14. Il résulte de ce qui précède que les conclusions de Mme B d'Auzon tendant à l'annulation de l'arrêté du 22 mai 2019 par lequel le maire de la commune de Chamonix-Mont-Blanc a opposé un sursis à statuer à sa déclaration préalable portant sur la division en vue de construire, ainsi que de la décision du 16 septembre 2019 rejetant son recours gracieux, doivent être rejetées.

Sur les conclusions relatives aux frais d'instance :

15. Les dispositions de l'article L. 761-1 du code de justice administrative font obstacle à ce que soit mise à la charge de la commune de Chamonix-Mont-Blanc, qui ne présente pas la qualité de partie perdante dans la présente instance, une quelconque somme au titre des frais exposés par Mme B d'Auzon, et non compris dans les dépens.
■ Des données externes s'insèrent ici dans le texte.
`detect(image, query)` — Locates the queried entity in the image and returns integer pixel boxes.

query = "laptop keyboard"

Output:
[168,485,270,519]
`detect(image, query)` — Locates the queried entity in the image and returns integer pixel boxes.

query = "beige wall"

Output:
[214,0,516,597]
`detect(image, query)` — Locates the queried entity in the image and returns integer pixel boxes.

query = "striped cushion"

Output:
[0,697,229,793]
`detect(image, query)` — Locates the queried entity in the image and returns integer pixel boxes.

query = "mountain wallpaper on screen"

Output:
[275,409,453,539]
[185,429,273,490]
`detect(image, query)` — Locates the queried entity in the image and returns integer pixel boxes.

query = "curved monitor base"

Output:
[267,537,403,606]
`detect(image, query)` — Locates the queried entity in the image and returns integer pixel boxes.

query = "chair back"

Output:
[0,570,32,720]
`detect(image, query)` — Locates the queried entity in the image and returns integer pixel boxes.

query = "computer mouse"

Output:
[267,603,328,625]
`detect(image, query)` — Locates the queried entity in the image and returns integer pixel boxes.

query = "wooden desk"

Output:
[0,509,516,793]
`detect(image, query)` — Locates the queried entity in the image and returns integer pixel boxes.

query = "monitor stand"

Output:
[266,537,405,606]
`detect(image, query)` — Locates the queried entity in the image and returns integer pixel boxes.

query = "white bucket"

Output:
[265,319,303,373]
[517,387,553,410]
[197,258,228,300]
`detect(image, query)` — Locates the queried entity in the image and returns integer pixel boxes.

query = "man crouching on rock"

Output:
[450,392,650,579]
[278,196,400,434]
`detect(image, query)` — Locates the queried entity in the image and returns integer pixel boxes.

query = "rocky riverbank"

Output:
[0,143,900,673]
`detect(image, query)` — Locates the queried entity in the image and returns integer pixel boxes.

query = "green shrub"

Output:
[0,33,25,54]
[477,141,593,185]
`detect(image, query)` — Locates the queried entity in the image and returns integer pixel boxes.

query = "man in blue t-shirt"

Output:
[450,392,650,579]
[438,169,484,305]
Il n'y a pas lieu, dans les circonstances de l'espèce, de mettre une somme à la charge de Mme B d'Auzon au titre des frais exposés par la commune de Chamonix-Mont-Blanc, et non compris dans les dépens au titre de ces mêmes dispositions.

D E C I D E :

Article 1er : La requête de Mme B d'Auzon est rejetée.

Article 2 : Les conclusions de la commune de Chamonix-Mont-Blanc présentées sur le fondement des dispositions de l'article L. 761-1 du code de justice administrative sont rejetées.

Article 3 : Le présent jugement sera notifié à Mme A B d'Auzon et à la commune de Chamonix-Mont-Blanc.

Délibéré après l'audience du 19 septembre 2022, à laquelle siégeaient :

Mme Jourdan, présidente,

Mme Barriol, première conseillère,

Mme Beauverger, conseillère.

Rendu public par mise à disposition au greffe le 10 octobre 2022.

La rapporteure,

P. C

La présidente,

D. JOURDAN La greffière,

C. JASSERAND

La République mande et ordonne au préfet de la Haute-Savoie en ce qui le concerne et à tous commissaires de justice à ce requis en ce qui concerne les voies de droit commun, contre les parties privées, de pourvoir à l'exécution de la présente décision.